M. Jean-Jacques Hyest a vu dans la proposition de loi issue des travaux de l'Assemblée nationale une inversion de la solution retenue par le Sénat, qui avait mis en avant la spécificité du manquement à une obligation de sécurité prévue par la loi ou les règlements alors que le texte adopté par les députés mettait cette hypothèse sur le même plan que l'imprudence ou la négligence.
M. Patrice Gélard a approuvé les propos de MM. Robert Badinter et Jean-Jacques Hyest.
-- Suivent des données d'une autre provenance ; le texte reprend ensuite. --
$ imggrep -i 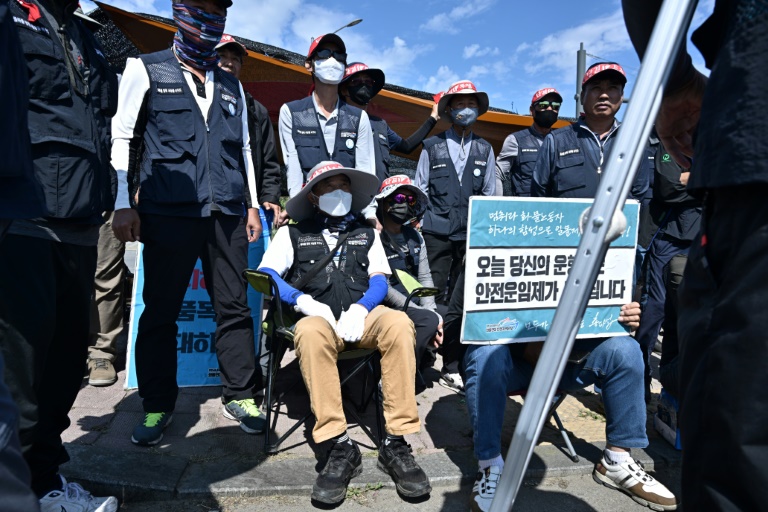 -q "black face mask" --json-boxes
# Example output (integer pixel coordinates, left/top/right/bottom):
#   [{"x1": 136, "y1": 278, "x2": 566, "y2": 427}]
[
  {"x1": 533, "y1": 110, "x2": 557, "y2": 128},
  {"x1": 347, "y1": 84, "x2": 373, "y2": 105},
  {"x1": 387, "y1": 203, "x2": 414, "y2": 224}
]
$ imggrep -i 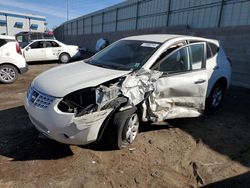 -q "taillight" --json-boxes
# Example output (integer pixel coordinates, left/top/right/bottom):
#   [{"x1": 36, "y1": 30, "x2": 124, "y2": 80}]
[
  {"x1": 16, "y1": 42, "x2": 22, "y2": 55},
  {"x1": 227, "y1": 57, "x2": 233, "y2": 67}
]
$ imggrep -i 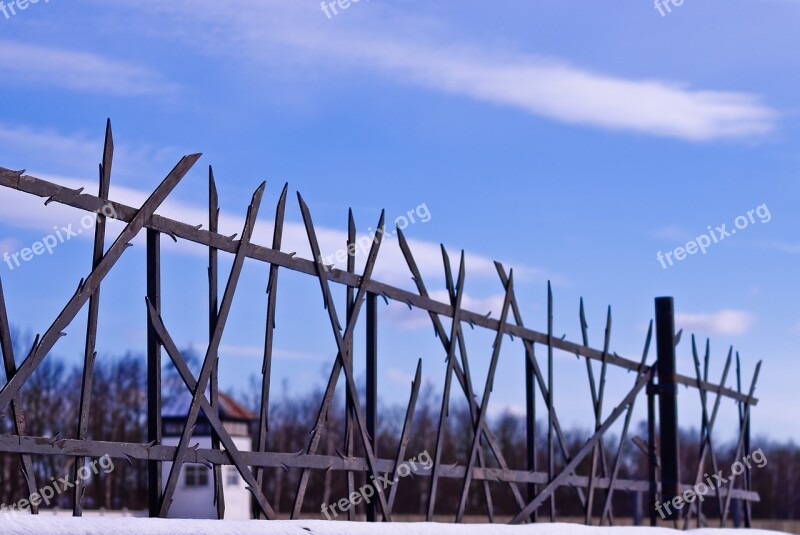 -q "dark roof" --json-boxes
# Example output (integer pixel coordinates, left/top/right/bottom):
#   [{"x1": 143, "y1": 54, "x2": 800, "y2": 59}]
[{"x1": 161, "y1": 390, "x2": 256, "y2": 420}]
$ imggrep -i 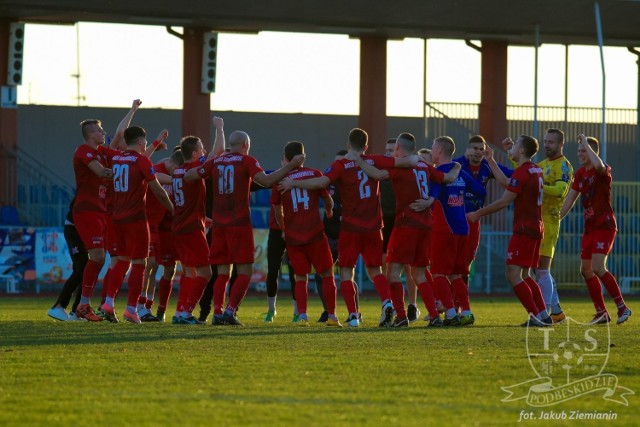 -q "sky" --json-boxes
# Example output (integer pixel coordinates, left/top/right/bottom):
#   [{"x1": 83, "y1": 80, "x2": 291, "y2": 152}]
[{"x1": 18, "y1": 23, "x2": 638, "y2": 117}]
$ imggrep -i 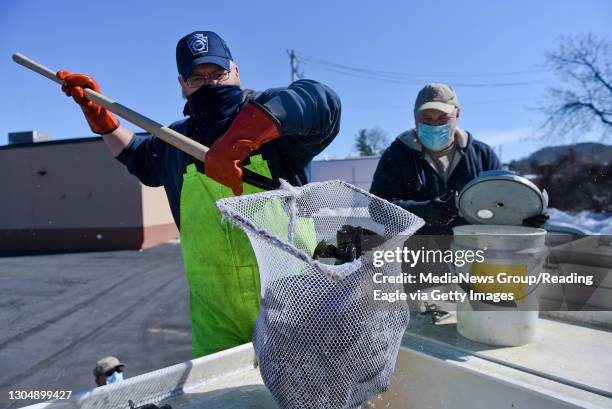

Estimant en outre contestable de modifier une disposition générale du code pénal sans en analyser toutes les conséquences, il s'est déclaré partisan d'un retour au texte adopté par le Sénat en première lecture.
M. Michel Dreyfus-Schmidt a approuvé la modification de l'Assemblée nationale consistant à énumérer tous les cas d'infractions non intentionnelles, y compris la maladresse et l'inattention.
M. Robert Badinter lui a rappelé que la maladresse ou l'inattention ne pouvaient donner lieu à condamnation qu'en cas de blessures ou d'homicide, le texte de l'Assemblée nationale paraissant les généraliser à toutes les infractions non intentionnelles.
M. Pierre Fauchon, rapporteur, lui a objecté que ces cas n'étaient pas généralisés dans la mesure où ils ne pourraient donner lieu à condamnation que lorsque la loi le prévoirait.
M. Michel Dreyfus-Schmidt a critiqué la distinction proposée par le rapporteur concernant la charge de la preuve de l'imprudence ou de la négligence. Il a ajouté que, en pratique, les élus locaux poursuivis se voyaient reprocher non pas de ne pas avoir accompli toutes les diligences normales mais bien de n'avoir pris aucune précaution.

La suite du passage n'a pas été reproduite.